Но Герцианов умело подхватил свой конфликт с татаркой:
– Отчего ж безобразие, дорогая? Мне, например, уже в семь лет мои уличные друзья объяснили, что я еврей. Они поймали меня, когда я шел из школы, окружили, повалили в снег и стали мазать губы салом, говоря: «Вот тебе, жиденок! Жри наше сало! Угощайся!» Но это, конечно, были пацаны, шпана. А вот потом, во время войны, когда я на Южном фронте с концертами выступал, пришел к нам за кулисы один полковник…
– Ефим, не надо! – уже настойчиво и громко попросил Кольцов.

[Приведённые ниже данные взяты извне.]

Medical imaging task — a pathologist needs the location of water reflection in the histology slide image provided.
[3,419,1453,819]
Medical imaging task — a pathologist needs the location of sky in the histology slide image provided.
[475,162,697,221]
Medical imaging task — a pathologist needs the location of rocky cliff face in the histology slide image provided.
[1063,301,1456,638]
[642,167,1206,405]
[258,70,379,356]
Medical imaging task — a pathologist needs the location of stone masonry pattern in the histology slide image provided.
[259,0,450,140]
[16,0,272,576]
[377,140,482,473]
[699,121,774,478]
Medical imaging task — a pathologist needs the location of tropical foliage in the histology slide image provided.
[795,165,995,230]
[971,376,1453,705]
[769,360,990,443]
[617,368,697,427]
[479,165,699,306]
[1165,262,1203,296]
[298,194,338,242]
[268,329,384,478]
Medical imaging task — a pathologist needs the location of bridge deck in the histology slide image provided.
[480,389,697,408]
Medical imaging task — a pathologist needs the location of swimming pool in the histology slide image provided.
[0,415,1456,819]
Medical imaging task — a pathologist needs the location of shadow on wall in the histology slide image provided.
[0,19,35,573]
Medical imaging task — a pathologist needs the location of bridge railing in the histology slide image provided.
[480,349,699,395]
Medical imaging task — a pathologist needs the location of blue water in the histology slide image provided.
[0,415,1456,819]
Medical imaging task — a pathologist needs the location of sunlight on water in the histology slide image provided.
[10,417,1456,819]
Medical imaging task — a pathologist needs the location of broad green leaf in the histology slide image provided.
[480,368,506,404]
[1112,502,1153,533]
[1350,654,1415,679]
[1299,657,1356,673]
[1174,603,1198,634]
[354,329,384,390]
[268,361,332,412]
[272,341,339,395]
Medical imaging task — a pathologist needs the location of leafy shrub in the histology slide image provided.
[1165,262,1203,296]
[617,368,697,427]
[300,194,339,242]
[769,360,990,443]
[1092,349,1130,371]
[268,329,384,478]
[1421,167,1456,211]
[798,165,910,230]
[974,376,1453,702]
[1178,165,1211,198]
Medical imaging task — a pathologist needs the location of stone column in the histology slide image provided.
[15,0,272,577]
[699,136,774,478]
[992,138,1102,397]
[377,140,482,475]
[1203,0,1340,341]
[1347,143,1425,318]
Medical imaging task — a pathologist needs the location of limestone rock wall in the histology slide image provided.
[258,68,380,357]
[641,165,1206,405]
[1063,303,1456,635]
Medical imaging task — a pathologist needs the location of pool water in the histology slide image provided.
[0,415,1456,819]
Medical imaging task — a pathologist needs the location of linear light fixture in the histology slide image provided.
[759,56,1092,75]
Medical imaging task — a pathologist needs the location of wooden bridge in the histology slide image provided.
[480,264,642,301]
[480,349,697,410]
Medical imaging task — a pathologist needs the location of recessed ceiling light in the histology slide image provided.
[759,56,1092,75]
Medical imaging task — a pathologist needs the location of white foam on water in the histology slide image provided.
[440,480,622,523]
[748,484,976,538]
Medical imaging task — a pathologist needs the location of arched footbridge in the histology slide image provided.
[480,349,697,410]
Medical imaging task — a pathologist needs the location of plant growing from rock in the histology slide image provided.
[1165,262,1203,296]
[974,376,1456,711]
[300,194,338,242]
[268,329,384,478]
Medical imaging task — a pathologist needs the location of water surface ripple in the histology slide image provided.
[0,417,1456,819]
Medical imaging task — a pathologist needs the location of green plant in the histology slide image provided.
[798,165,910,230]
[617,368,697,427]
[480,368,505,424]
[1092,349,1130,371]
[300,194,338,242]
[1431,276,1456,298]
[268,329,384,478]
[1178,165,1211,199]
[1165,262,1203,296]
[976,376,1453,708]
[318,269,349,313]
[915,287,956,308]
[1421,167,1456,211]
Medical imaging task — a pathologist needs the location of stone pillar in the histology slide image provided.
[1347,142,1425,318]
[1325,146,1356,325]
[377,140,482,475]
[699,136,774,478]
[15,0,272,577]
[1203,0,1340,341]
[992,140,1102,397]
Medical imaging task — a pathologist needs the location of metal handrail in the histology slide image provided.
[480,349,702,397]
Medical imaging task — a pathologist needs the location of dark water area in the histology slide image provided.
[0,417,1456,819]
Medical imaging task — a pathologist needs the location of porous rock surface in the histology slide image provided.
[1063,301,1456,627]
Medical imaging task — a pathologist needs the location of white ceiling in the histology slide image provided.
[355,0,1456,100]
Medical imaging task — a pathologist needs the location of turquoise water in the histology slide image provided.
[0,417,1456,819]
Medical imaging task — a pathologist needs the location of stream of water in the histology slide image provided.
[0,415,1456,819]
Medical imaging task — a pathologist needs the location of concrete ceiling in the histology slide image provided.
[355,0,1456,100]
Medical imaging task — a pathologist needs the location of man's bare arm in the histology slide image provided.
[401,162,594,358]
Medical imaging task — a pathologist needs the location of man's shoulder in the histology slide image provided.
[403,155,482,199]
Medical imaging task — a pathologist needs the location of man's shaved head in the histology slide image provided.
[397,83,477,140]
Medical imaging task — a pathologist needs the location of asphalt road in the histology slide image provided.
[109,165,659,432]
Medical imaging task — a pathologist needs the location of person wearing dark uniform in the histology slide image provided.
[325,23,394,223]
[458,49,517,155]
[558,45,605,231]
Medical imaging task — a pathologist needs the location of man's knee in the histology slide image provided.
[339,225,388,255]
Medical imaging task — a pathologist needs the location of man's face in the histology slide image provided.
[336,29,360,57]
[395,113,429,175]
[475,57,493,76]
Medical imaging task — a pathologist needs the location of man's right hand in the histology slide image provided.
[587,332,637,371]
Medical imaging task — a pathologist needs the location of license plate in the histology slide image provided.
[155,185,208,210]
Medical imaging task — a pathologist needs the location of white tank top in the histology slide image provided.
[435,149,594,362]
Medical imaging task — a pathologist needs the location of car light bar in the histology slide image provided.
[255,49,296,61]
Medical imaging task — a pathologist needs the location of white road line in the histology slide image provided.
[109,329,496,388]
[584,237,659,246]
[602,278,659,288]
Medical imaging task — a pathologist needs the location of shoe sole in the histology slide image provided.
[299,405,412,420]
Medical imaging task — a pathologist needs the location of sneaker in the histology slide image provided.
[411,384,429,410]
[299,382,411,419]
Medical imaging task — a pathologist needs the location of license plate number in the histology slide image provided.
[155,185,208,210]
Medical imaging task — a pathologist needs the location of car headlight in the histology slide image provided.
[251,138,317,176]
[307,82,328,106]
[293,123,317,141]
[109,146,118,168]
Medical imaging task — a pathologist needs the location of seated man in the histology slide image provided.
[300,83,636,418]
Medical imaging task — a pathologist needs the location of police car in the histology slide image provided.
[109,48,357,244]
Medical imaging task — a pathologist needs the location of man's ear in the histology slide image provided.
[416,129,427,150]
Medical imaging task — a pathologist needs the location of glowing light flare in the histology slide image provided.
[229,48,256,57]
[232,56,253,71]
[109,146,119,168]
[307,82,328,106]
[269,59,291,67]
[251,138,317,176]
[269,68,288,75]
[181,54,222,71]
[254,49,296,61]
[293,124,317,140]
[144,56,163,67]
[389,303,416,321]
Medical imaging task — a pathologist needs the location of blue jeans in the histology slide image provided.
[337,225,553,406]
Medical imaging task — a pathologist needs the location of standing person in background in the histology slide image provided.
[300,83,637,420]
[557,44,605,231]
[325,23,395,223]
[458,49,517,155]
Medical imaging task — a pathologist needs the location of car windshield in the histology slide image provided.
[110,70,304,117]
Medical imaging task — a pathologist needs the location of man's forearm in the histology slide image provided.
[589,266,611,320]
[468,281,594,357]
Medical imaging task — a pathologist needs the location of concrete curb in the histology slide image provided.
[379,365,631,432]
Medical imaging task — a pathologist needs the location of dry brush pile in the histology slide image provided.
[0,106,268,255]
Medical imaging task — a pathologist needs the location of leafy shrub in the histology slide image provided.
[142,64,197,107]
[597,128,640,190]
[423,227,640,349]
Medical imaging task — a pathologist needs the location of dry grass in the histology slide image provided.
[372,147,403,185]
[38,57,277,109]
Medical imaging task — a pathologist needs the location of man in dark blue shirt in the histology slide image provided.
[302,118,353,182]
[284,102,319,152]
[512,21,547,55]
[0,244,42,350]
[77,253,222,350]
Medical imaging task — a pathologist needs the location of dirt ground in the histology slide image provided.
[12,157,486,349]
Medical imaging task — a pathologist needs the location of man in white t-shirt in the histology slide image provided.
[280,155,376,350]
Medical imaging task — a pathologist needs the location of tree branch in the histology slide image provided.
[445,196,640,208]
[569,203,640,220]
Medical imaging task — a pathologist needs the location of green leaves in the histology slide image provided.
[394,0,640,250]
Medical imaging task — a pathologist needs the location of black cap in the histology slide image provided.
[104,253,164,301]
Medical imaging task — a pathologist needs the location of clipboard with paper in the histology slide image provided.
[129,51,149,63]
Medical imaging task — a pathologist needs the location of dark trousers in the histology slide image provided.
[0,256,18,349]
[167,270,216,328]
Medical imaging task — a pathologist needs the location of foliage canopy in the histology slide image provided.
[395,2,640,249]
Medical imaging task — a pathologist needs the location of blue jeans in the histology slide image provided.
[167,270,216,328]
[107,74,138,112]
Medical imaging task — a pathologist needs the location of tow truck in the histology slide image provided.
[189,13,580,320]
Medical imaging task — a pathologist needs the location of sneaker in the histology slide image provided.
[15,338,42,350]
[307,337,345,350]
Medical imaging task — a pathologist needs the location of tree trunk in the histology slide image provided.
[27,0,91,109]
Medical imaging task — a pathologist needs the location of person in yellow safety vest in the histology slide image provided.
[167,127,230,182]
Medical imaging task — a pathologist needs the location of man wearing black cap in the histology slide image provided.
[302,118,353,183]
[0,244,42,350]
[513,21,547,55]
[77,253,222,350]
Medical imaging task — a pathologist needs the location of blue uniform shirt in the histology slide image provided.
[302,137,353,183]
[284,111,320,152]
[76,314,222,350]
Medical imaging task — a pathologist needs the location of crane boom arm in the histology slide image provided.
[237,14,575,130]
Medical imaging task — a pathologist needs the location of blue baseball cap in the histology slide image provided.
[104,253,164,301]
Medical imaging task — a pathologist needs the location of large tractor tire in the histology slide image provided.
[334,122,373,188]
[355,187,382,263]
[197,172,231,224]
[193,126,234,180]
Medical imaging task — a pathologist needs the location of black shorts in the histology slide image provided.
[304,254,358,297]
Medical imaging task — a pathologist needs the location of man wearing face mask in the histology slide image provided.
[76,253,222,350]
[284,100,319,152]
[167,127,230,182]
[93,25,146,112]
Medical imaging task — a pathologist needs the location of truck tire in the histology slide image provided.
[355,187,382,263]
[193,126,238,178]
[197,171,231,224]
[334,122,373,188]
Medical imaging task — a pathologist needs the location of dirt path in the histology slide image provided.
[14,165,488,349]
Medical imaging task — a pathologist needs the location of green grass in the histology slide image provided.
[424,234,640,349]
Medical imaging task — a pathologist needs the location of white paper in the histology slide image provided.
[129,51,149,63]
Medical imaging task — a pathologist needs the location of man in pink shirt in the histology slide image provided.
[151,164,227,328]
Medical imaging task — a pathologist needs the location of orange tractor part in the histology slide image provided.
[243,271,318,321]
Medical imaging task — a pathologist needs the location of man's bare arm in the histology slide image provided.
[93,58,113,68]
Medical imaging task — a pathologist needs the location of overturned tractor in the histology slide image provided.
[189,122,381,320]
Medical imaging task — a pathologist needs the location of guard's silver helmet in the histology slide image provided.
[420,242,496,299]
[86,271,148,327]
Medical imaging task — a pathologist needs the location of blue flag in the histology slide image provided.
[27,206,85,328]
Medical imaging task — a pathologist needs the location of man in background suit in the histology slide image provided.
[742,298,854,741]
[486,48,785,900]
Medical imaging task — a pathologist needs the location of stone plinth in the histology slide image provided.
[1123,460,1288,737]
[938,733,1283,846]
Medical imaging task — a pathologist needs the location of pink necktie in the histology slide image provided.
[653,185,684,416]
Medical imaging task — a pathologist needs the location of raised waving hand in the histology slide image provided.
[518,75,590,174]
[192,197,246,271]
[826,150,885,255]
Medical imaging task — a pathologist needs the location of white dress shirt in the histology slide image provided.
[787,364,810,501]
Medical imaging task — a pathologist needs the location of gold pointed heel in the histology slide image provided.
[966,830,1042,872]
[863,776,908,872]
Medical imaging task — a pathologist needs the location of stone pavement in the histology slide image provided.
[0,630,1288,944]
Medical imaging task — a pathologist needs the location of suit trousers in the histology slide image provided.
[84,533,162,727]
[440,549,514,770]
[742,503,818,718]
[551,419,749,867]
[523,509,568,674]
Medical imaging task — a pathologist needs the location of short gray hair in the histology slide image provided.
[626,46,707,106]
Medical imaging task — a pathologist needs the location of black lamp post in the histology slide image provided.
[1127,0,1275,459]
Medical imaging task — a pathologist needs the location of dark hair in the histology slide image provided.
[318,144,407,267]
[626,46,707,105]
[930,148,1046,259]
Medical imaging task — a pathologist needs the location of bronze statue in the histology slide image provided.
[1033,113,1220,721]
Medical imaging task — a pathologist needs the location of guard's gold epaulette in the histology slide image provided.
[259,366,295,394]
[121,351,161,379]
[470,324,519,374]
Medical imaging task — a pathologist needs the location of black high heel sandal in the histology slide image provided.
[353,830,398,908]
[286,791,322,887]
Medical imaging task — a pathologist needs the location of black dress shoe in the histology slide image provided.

– Отстань! Мне надо! – ответил ему вбок Герцианов и снова повернулся к аудитории: – Да, так вот. Пришел к нам за кулисы один полковник с такими, знаете, красивыми бровьями…
Одного этого слова, произнесенного с поразительно точной брежневской интонацией, оказалось достаточно, чтобы слушатели поняли, о ком идет речь, и притихли в оторопи. А Герцианов продолжал как ни в чем не бывало:
– Поговорил он с нашими артистками, значит, а потом пригласил меня «у свой кабинет». И там собственноручно налил мне, сами понимаете, стакан и говорит… –
Тут Герцианов совершенно непонятным образом – без всякого грима – полностью перевоплотился в Леонида Брежнева и продолжал его голосом: – Ну до чего ш вы, жиды, талантливый народ, мать вашу удушу! Если б я могх так смешно выступать, я б усех телефонисток Южного хронта употребил!
Публика громко расхохоталась – все, даже офицеры.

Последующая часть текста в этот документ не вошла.